For this is what Isaiah did. He fell on his face. He did not quibble about how it was that he saw God and lived. He did not stand around demanding a logical answer as to why God was praised as “holy” three times. Instead, he confessed his sin, his inadequacy, and his unworthiness. And while assuming a posture of submission and adoration, the angel placed the holy element from the altar onto his tongue while pronouncing that this was indeed done “for the forgiveness of sins.”

Isaiah did not force God to fit into the mold of his own small mind. He did not ask how a physical element placed into his mouth could remove guilt and atone for sin. But rather accepted the mystery, received the gift, inherited eternal life, and joined in the ancient and eternal liturgy of the church, the common worship enjoined in unity by saints in heaven and on earth, by angels and archangels and all the company of heaven” singing the praises of the Most Holy Trinity.

For we Christians join our Lord’s defeat of Satan by the fact that “we worship one God in Trinity and Trinity in Unity,” being united in Him by being baptized into Him, into His death, and into His Triune name. We bind unto ourselves today and every day, the “strong name of the Trinity.” And it is no accident or coincidence that this hymn has been used for centuries to cast out very real demons and to exorcise truly malignant evil spirits that themselves know the truth about God, but nevertheless seek to confuse us, cause us to doubt, and make us more palatable to the unbelieving world. The evil one hates the Trinity and hates the divinity of the Son. And that is why he hates the church.

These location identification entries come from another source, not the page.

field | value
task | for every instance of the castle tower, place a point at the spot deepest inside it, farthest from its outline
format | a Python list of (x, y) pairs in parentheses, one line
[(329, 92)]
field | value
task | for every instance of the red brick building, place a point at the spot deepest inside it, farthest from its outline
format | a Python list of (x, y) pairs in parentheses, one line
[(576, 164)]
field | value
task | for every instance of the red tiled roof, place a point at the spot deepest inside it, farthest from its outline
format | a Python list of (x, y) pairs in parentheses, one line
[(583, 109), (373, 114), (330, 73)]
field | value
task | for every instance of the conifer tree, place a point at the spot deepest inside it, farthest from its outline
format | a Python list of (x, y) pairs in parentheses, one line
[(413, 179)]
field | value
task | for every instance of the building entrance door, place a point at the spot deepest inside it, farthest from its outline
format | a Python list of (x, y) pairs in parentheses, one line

Take heart, dear Christians! The Lord has not come to give us complex theology to master, but rather a simple faith to confess. Just as a child does not have to understand the complexities of DNA and the mechanics of genetics to place his trust in his loving parents, neither are we bound to understand the “unsearchable” and “inscrutable” God.

Rather, we hear His word, we receive the gifts, and we believe. We are baptized in the name of the Holy Trinity, forgiven by the Father for the sake of the Son and quickened by the Holy Spirit. We receive absolution and the Lord’s Supper in the one true faith confessed by the holy church. We respond with joy to the good news of forgiveness and eternal life. We taste and see that the Lord is good, and we sing, even unto eternity, “His mercy endures forever.”

“For from Him and through Him and to Him are all good things. To Him be glory forever. Amen.”

In the name of the Father and of the + Son and of the Holy Spirit. Amen.